Six days and a cross-country flight later, Piazza finally caught Fisk, which should be a great relief to all around the team.
With the record finally securely in Piazza's grasp, the Mets will now have to plan a ceremony at Shea Stadium involving Fisk and the Hall of Fame's Jeff Idelson – a passing of the torch, if you will – but more importantly, the Mets can now plan for a future where Piazza is the Mets' everyday first baseman.
Piazza joked with Howe that he was now "tired of catching," but for the remainder of this season, Piazza will likely continue to catch the majority of New York's games, especially with Jason Phillips beginning to hit and holding down the fort effectively at first base.

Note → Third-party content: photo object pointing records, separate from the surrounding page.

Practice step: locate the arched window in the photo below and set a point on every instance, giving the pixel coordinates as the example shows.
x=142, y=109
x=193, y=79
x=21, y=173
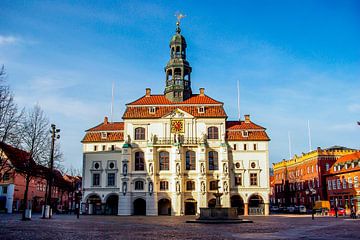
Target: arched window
x=213, y=161
x=139, y=161
x=213, y=185
x=140, y=133
x=164, y=160
x=213, y=133
x=139, y=185
x=190, y=186
x=190, y=160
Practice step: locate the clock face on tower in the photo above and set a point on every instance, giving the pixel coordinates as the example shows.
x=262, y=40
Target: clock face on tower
x=177, y=126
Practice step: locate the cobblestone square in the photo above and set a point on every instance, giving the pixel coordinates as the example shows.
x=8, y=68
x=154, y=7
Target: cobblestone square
x=116, y=227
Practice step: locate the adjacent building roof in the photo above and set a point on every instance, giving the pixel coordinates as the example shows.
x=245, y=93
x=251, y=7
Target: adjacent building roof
x=105, y=132
x=19, y=159
x=347, y=160
x=139, y=109
x=154, y=100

"As far as first base goes, I'm enjoying the experience," Piazza said. "I feel like I'm improving every time I go out there, and personally, it's going to help me in the later years of my career."
But whereas manager Art Howe had to respectfully hold Piazza out of any serious discussion of a full-time first base job (hey, baby steps: it was trouble enough getting Piazza down there to begin with), now the Mets have no real obstacle toward saving Piazza's legs.
It's understandable that Piazza loves to catch, and he gets a bad rap from his poor throwing to second base – everybody notices the balls that scoot into centerfield, but few recognize the fact that Piazza is considered a better pitch blocker than his widely-praised New York counterpart, Jorge Posada of the Yankees.
"I still feel like I have a lot left in the tank," Piazza said. "I feel like I can continue to help this team move forward."
Catching was the ticket that got Piazza to the major leagues after being tagged as a 62nd round draft selection, and he'll probably never totally surrender the tools of ignorance. But it's in Piazza's best interests that he inch ever so slowly toward becoming a full-time first baseman, which, with stud prospect Mike Jacobs on the horizon at Triple-A Norfolk, could come as soon as spring 2005.
For one night, however, that can all be set aside. This was a night for Piazza to celebrate the long hours of blood, sweat and tears he'd spilled on diamonds from Norristown, Pa. to Vero Beach to Flushing.
Clutching his prize souvenir, the recovered baseball, with a death grip, Piazza was enjoying his moment.
"I have so many special memories in this game," he said. "I'm just blessed."